MITSUBISHI デリカミニ 公道試乗インプレッション

細かな部分まで“熟成”を感じるブラッシュアップモデル
ハイトボディを苦にしない侮れない高速走行適性
 日産と三菱が出資した合弁会社「NMKV」の手により、世に送り出されるデリカミニ。まず興味深いのは、eKクロス スペースとのキャラ設定の違いだ。

 eKクロス スペースは押し出しの利いたフロントマスクでプレミアム感を強調したイメージだが、一方、デリカミニはSUV的なタフネスや機能感を強く出している。この違いは”都会志向“と”アウトドア志向“と言い換えてもいいだろう。嗜好的な判断としては、eKクロス スペースは、スーパーハイト軽が持つ「カワイイ」要素の払拭であり、デリカミニは「カワイイ」要素と機能感との融合を図ったとも言える。

 メカニズムやパッケージ的には、新ブランドとはいえeKクロス スペースの改良仕様の感は否めない。悪路対応力の強化を狙いとしたサスチューンの変更が加えられているが、キャビン実用性や基本的な走行ハードウェア構成はそのまま継承されている。

 室内寸法やインパネ周りのデザイン、シートの基本機能などはeKスペースとも共通仕様。全てのグレードでシート表皮が撥水仕様になっているのは、アウトドアレジャーを意識したモデルらしいコダワリで、男性4名の乗車にも不足ないスペースを持ち、見晴らしの良さも良好だ。スーパーハイト軽の中でもトップクラスのキャビン実用性を備えているなど、eKクロス スペースで評価されていた秀逸な使い勝手も、そのまま継承した格好だ。

 試乗したのはターボ仕様の上級設定となるTプレミアムの4WD車。eKスペースにはターボ車の設定はないので、ターボ+スーパーハイトの組み合わせはデリカミニのみになる。

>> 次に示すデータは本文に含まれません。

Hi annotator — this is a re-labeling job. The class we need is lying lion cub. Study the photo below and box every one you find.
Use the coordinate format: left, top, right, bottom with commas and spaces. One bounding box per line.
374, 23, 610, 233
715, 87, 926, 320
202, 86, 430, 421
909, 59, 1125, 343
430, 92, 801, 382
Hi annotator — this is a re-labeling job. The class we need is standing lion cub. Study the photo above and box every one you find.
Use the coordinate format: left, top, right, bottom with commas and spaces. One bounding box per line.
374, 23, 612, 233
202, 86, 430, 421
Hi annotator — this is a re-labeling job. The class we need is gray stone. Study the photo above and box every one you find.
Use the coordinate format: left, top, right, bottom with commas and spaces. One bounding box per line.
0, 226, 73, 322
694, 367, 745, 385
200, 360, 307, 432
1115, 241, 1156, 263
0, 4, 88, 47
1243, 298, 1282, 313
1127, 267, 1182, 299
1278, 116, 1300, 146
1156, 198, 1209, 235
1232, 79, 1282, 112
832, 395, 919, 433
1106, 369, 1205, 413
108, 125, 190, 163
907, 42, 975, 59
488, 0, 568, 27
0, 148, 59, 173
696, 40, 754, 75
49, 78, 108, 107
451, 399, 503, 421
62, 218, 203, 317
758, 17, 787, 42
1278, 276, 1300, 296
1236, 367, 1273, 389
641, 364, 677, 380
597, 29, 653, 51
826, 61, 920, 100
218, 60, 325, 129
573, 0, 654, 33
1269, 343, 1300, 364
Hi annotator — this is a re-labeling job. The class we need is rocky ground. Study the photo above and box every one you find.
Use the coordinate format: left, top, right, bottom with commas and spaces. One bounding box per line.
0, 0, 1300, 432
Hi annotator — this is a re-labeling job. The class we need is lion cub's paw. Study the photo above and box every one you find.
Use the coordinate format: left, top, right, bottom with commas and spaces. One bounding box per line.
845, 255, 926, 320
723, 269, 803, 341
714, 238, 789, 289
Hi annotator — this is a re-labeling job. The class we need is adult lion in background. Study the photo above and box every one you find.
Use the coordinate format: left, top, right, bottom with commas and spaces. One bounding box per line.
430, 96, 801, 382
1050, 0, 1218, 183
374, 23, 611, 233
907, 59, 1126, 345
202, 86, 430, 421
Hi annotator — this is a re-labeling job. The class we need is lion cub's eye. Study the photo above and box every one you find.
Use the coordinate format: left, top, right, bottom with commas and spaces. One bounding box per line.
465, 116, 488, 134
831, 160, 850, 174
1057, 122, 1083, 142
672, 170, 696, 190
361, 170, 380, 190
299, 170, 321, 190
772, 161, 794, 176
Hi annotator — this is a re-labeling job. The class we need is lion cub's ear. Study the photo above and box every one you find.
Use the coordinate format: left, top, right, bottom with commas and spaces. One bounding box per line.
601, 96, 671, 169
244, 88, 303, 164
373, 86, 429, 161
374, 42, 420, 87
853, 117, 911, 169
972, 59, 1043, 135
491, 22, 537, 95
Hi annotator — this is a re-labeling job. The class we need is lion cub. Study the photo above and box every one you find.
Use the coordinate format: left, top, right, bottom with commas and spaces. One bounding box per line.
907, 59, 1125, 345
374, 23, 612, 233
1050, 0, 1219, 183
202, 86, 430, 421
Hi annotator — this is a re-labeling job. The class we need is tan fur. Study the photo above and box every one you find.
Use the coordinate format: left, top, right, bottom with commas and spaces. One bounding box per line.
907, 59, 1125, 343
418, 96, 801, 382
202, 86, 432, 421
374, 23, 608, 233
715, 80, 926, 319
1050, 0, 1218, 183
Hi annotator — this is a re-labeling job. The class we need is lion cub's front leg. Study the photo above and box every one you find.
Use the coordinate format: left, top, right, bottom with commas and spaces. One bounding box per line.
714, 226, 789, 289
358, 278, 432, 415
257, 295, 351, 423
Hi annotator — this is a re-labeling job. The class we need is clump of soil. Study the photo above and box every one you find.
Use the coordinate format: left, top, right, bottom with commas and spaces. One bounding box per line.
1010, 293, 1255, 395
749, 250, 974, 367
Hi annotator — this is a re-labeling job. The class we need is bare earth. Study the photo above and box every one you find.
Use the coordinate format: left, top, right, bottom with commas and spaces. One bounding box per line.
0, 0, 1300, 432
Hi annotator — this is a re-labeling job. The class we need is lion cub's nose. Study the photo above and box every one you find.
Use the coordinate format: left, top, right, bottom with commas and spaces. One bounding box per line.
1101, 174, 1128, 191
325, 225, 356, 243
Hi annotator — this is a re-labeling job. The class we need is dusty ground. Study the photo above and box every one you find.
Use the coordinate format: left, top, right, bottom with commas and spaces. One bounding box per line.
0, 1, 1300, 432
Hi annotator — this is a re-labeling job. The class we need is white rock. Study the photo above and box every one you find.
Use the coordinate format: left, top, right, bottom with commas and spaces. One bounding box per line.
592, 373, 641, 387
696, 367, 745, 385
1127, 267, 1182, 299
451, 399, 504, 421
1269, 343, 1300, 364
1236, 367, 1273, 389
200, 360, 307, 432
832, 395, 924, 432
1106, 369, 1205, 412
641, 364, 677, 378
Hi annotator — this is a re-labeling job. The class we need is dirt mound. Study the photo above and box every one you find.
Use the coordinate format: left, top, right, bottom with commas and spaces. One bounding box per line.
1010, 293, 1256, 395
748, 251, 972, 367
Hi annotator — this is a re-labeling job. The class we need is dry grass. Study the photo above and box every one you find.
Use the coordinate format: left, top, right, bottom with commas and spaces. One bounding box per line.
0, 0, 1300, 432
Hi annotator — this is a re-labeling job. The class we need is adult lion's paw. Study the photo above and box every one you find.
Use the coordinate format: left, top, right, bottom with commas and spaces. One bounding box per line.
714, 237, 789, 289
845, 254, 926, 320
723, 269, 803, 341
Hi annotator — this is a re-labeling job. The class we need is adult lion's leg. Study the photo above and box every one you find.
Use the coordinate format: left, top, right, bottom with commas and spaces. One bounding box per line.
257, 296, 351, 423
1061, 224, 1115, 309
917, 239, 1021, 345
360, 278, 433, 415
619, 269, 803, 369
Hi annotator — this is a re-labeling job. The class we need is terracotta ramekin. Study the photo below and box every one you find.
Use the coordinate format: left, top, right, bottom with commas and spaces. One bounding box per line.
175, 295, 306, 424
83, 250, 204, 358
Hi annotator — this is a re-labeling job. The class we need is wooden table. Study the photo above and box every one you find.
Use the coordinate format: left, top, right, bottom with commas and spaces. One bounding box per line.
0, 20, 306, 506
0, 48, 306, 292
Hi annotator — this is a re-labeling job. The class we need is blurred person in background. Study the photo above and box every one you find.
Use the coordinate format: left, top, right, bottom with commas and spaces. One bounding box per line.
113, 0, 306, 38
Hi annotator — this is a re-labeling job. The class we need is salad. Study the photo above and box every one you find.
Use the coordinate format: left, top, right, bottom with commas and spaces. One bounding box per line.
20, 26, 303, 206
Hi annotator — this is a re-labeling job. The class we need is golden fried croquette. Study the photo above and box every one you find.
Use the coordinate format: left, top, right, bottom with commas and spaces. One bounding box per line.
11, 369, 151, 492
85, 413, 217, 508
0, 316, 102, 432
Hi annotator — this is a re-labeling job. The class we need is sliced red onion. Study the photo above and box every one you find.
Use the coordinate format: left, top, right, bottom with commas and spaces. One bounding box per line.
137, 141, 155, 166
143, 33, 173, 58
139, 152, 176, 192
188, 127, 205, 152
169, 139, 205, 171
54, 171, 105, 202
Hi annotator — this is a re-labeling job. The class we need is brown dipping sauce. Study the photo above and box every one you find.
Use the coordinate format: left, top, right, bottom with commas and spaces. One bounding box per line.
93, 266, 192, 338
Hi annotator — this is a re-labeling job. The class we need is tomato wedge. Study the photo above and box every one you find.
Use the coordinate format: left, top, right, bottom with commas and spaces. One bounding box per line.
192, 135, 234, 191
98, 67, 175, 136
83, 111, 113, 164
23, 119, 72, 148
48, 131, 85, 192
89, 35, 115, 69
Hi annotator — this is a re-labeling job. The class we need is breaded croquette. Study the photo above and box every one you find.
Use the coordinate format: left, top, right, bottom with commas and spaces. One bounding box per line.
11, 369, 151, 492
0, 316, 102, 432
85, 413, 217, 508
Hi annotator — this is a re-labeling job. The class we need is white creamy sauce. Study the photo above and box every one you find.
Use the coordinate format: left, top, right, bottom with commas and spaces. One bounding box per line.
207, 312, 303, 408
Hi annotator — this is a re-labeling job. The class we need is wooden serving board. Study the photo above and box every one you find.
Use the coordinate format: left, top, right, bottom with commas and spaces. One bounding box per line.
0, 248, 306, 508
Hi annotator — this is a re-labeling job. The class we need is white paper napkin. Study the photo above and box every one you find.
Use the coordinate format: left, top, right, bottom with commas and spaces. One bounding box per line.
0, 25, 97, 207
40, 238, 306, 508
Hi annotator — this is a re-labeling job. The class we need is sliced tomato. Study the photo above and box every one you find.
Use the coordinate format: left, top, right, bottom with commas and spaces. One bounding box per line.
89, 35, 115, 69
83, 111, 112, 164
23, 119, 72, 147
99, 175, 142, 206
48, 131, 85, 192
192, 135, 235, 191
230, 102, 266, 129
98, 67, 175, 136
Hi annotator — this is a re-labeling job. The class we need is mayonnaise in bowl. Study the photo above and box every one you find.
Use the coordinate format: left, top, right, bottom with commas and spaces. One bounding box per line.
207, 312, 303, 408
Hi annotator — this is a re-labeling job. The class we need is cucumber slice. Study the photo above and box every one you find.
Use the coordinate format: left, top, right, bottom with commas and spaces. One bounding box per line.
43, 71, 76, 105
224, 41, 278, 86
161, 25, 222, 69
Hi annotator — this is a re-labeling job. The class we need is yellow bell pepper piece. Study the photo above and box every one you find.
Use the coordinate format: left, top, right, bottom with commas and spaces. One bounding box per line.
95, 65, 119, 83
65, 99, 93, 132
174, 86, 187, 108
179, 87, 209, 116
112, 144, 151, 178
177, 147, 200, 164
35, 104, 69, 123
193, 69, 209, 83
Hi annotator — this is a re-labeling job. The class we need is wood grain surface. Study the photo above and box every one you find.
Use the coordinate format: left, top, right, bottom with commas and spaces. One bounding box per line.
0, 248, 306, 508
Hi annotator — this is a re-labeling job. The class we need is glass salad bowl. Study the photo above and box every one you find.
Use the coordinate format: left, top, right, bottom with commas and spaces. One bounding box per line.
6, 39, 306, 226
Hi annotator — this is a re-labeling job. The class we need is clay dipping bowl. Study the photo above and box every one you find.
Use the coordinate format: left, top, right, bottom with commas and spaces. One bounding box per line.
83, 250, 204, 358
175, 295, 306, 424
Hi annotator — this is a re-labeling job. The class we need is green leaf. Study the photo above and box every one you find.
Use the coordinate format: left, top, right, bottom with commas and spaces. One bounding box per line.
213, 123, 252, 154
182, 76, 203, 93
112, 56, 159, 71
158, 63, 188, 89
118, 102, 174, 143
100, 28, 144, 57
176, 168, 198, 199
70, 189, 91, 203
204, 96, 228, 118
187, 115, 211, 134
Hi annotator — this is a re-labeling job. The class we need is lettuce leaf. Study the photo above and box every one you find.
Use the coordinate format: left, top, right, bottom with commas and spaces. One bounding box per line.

 まず、東関東自動車道で高速動力性能を試してみたが、平地走行なら制限速度いっぱいの110km/hでの巡航も余裕十分。速度を100km/h前後に抑えると、その余裕がさらに増す印象だ。一般的なスーパーハイト軽だと、平地100km/h巡航で心もとなく思えるシーンがあるのだが、デリカミニの高速域での余力や扱いやすさは段違い。マイパイロットのACC設定上限速が115km/hということは少しもったいなくも思うが、ACCの速度制御は巧みで、ドライバーの負担軽減に貢献してくれる。

 100km/h超巡航でのもうひとつのポイントは直進安定性。これもマイパイロット任せでも構わないが、素の実力を知るためにオフの状態で走ってみた。

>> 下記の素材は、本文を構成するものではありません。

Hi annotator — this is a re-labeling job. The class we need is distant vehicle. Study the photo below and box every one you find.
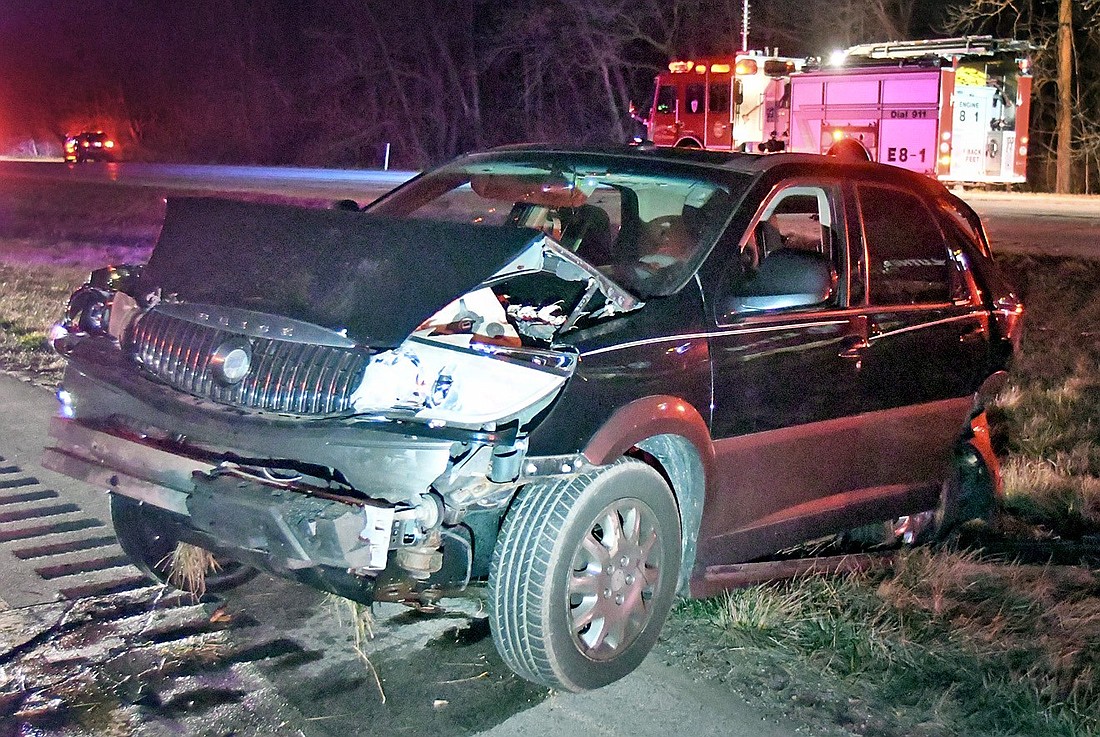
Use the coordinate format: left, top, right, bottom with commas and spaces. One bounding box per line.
65, 131, 119, 164
646, 52, 803, 152
44, 146, 1024, 691
788, 36, 1031, 185
646, 36, 1032, 185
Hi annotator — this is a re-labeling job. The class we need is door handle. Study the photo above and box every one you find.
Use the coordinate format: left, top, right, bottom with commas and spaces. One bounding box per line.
837, 315, 871, 369
959, 325, 989, 343
837, 336, 871, 361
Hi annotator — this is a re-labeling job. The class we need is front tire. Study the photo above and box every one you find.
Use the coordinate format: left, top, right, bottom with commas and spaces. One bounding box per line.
488, 459, 681, 691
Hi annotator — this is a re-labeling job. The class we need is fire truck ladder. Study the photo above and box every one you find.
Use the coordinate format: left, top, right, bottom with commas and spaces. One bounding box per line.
845, 36, 1031, 59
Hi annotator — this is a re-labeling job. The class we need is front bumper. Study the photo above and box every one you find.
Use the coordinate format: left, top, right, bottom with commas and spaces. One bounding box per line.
64, 351, 455, 503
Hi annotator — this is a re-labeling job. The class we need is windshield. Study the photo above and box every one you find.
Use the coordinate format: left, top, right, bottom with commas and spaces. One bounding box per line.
371, 153, 748, 297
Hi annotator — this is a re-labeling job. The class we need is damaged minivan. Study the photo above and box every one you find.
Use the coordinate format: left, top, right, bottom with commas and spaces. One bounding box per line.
45, 146, 1023, 691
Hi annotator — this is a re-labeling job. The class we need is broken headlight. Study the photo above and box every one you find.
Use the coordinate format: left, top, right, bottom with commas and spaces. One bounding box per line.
352, 336, 576, 427
48, 264, 141, 354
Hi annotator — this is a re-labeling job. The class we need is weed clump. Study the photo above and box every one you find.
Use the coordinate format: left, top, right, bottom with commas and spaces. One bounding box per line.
679, 549, 1100, 737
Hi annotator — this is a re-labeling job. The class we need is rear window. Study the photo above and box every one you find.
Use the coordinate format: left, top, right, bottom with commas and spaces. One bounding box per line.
858, 185, 955, 305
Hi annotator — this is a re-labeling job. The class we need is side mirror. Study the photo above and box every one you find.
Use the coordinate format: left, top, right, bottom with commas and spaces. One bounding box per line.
727, 249, 836, 312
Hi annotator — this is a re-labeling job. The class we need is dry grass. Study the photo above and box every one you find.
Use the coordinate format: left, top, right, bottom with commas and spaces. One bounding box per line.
679, 550, 1100, 737
990, 256, 1100, 537
328, 594, 386, 704
0, 263, 88, 384
165, 542, 221, 598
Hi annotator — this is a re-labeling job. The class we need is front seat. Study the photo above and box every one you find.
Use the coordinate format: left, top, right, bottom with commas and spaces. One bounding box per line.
560, 205, 612, 266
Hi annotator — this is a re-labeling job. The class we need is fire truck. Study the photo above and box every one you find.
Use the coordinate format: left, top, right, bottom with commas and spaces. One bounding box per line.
645, 52, 803, 151
789, 36, 1031, 184
647, 36, 1031, 184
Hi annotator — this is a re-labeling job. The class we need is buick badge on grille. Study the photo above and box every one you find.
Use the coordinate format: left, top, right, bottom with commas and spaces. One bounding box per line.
210, 338, 252, 385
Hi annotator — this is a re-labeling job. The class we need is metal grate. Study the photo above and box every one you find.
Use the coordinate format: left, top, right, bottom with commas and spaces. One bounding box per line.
130, 309, 371, 415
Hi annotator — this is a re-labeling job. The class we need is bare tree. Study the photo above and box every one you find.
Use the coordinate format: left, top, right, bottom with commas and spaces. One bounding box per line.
948, 0, 1100, 193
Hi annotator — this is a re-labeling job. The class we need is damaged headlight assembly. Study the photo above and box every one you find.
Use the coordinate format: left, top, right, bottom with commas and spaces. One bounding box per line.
352, 336, 576, 429
47, 264, 142, 355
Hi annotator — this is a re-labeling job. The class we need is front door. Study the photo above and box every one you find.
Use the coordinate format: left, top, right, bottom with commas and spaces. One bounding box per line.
699, 180, 864, 567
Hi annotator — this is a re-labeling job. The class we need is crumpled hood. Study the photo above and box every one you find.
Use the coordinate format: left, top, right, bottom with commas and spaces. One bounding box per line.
141, 198, 542, 347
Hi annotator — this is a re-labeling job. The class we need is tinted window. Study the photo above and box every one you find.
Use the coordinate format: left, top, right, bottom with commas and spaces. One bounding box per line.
859, 185, 954, 305
706, 81, 729, 113
657, 85, 677, 114
722, 184, 845, 319
684, 84, 706, 113
370, 153, 748, 297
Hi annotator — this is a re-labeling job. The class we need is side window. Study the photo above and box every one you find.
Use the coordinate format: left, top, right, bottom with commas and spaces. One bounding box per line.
858, 185, 958, 305
757, 187, 833, 260
657, 85, 677, 114
719, 184, 845, 320
683, 83, 706, 113
706, 81, 729, 114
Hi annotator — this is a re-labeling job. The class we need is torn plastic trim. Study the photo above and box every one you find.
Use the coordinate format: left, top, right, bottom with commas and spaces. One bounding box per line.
484, 235, 646, 316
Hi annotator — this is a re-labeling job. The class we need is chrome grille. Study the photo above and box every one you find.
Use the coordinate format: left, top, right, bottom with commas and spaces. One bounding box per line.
129, 308, 371, 415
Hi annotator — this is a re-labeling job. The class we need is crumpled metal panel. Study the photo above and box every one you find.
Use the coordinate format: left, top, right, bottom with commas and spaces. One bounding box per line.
140, 198, 541, 348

 スーパーハイト軽は、重心が高く、側面の面積も大きくなるため、横風の影響を受けやすい。乗り心地重視でサスを柔らかめにセットすると、スタビリティ性が低くなる傾向がある。実際、デリカミニも直進の据わりは甘めで、走行時に微妙な揺らぎを感じてしまう。ただ、車線変更やコーナリング時のロール抑制は上手に効かせるタイプで、ラインコントロールも落ち着いている。軽自動車としては高速長距離用途適性は良好だ。背高で重心が高いスーパーハイト軽にもかかわらず、高速走行を苦にしないことは、デリカミニのセールスポイントといえるだろう。

悪路を意識した設計でラフロードも余裕十分
 ”デリカ“と名乗る以上、ラフロードの走りも気になる。パッケージは、FF車はeKスペースとタイヤサイズも最低地上高も同じだが、4WD車は約20mm外径の大きなタイヤを採用している。それでいて最低地上高の差が少ない(FF車が155mm、4WD車が160mm)のは、ある程度の悪路走破を考慮してデフ容量に余裕を持たせたことで大きめのサイズになっているためだ。

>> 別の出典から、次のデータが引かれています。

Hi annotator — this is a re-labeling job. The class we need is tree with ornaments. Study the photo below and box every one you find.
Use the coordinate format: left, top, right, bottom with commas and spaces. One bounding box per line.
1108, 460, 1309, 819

 さらに4WDシステムは軽自動車としては標準的なVCU(ビスカス・カップリング)式だが、前後輪の回転数差によって発生する後輪トルクを巧みに制御するタイプを採用。路面抵抗が少ない状況でも安定性や接地性を感じる特性は、これまでミツビシが積み重ねてきたオフローダー開発のノウハウを活かした設計の賜物といえる。

 このこだわりぶりはサスチューンでも同様。段差のあるダート路での試乗も試みたが、段差の乗り越えや落ち込みでの衝撃が少ない。兄貴分のデリカD:5には及ばないが、ドタバタしない4輪の接地感が頼もしくもあり、走行時のストレスも減少してくれる。さすがに本格的なクロカン走行は無謀だが、キャンプ場などで遭遇しがちな少々荒れた路面程度ならば、気にすることなく進むことができる。スーパーハイト軽としてできる範囲で、最良の悪路対策が施されている。

 この接地安定や衝撃の往なし感、4WDシステムの駆動トルク変動の抑制は、オンロード走行でも利いており、このことも高速長距離適性の向上に繋がっている。

 デリカミニを遠隔地へのレジャーの移動手段として考えているならば、例えターボ車を選択したとしても、走行性能は乗用車のSUVには及ばない。だが、キャビン&荷室のユーティリティ性能はかなりレベルが高く、デリカミニが勝るという部分も多い。短中距離のアウトドアレジャーやタウンユースの比重が高いというユーザーには、デリカミニのほうがウェルバランスとも言える。ファミリーはもちろんのこと、上級クラスからの乗り換えを考えているダウンサイザーにとっても、デリカミニは見逃せない一車になりそうだ。


NA車もターボ車も、小型モーターが組み合わされるマイルドハイブリッド仕様。上級グレードのプレミアムには運転支援のマイパイロットも標準となることも強み。スタビリティに富んだ特性もあって、高速長距離をあまり苦にしないタイプであることも心強い。

背高なパッケージだが安定感も良好。路面からの凸凹の突き上げ感も少なめだ。衝撃を巧みに往なすサスチューンの恩恵は、ラフロードでも強く実感できる。